Other changes in this version

  • Use Strict
  • Travis deprecation of old node version (0.12, 0.4). Support LTS 6, 8, 10 and Current 11
  • Update dev dependencies (pg, lodash)
  • Stop using deprecated Buffer constructor
  • Add package-lock.json

license

The MIT License (MIT)

Copyright (c) 2013 Brian M. Carlson

Permission is hereby granted, free of charge, to any person obtaining a copy of this software and associated documentation files (the "Software"), to deal in the Software without restriction, including without limitation the rights to use, copy, modify, merge, publish, distribute, sublicense, and/or sell copies of the Software, and to permit persons to whom the Software is furnished to do so, subject to the following conditions:

The above copyright notice and this permission notice shall be included in all copies or substantial portions of the Software.

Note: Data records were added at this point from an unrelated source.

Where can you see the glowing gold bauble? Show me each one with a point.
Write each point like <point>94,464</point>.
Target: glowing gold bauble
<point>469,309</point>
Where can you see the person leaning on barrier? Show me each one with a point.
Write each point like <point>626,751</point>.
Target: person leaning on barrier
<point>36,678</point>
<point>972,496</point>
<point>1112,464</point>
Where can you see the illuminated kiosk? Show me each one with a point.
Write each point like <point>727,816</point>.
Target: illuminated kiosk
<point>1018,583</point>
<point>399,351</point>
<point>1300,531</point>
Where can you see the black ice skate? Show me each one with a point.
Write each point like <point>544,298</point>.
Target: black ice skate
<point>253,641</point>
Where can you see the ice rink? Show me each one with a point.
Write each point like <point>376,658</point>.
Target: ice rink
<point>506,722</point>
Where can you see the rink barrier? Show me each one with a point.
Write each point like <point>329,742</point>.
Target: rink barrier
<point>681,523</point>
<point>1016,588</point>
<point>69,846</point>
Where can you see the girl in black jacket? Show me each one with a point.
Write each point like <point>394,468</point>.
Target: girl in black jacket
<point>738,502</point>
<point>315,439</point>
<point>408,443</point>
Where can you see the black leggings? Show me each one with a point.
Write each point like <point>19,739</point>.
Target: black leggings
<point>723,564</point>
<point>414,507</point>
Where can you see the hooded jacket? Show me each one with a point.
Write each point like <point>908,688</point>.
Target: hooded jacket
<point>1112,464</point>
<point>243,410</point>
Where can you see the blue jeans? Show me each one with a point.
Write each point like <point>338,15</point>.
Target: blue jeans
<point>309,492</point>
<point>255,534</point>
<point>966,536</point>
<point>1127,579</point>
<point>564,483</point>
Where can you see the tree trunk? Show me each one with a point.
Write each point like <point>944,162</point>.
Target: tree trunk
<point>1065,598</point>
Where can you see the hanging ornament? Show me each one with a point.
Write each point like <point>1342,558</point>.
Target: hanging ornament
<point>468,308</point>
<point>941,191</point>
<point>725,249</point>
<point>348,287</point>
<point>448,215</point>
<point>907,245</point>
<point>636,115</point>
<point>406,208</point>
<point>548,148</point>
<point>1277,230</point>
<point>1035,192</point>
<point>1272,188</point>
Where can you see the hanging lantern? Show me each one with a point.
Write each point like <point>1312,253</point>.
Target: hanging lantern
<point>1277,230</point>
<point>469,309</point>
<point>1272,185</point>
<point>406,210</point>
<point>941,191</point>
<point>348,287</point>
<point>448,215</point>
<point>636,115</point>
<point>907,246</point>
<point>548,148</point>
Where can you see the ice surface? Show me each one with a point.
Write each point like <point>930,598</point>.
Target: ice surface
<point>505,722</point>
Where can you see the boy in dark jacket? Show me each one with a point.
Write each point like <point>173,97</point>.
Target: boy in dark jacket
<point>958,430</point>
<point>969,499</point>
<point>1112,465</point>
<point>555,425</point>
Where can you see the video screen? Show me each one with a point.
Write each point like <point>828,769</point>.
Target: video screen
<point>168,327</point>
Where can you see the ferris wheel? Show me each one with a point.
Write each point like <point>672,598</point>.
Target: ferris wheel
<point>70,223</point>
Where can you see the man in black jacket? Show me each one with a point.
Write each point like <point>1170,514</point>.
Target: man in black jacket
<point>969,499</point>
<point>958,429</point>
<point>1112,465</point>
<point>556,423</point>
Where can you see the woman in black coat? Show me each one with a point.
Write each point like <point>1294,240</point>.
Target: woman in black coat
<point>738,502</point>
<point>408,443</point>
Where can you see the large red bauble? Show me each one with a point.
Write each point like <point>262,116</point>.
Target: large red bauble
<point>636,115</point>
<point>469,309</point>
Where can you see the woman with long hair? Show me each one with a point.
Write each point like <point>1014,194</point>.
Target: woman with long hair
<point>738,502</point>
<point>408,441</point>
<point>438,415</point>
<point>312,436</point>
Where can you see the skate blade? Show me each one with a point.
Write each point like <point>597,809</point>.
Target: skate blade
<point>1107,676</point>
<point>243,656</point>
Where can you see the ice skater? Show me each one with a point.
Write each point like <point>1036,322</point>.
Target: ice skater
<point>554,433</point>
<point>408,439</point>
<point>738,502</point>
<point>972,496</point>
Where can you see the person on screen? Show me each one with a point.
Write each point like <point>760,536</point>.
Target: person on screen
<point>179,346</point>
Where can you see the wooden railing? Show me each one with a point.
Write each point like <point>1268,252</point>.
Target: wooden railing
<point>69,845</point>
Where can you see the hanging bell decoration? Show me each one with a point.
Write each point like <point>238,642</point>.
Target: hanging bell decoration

THE SOFTWARE IS PROVIDED "AS IS", WITHOUT WARRANTY OF ANY KIND, EXPRESS OR IMPLIED, INCLUDING BUT NOT LIMITED TO THE WARRANTIES OF MERCHANTABILITY, FITNESS FOR A PARTICULAR PURPOSE AND NONINFRINGEMENT. IN NO EVENT SHALL THE AUTHORS OR COPYRIGHT HOLDERS BE LIABLE FOR ANY CLAIM, DAMAGES OR OTHER LIABILITY, WHETHER IN AN ACTION OF CONTRACT, TORT OR OTHERWISE, ARISING FROM, OUT OF OR IN CONNECTION WITH THE SOFTWARE OR THE USE OR OTHER DEALINGS IN THE SOFTWARE.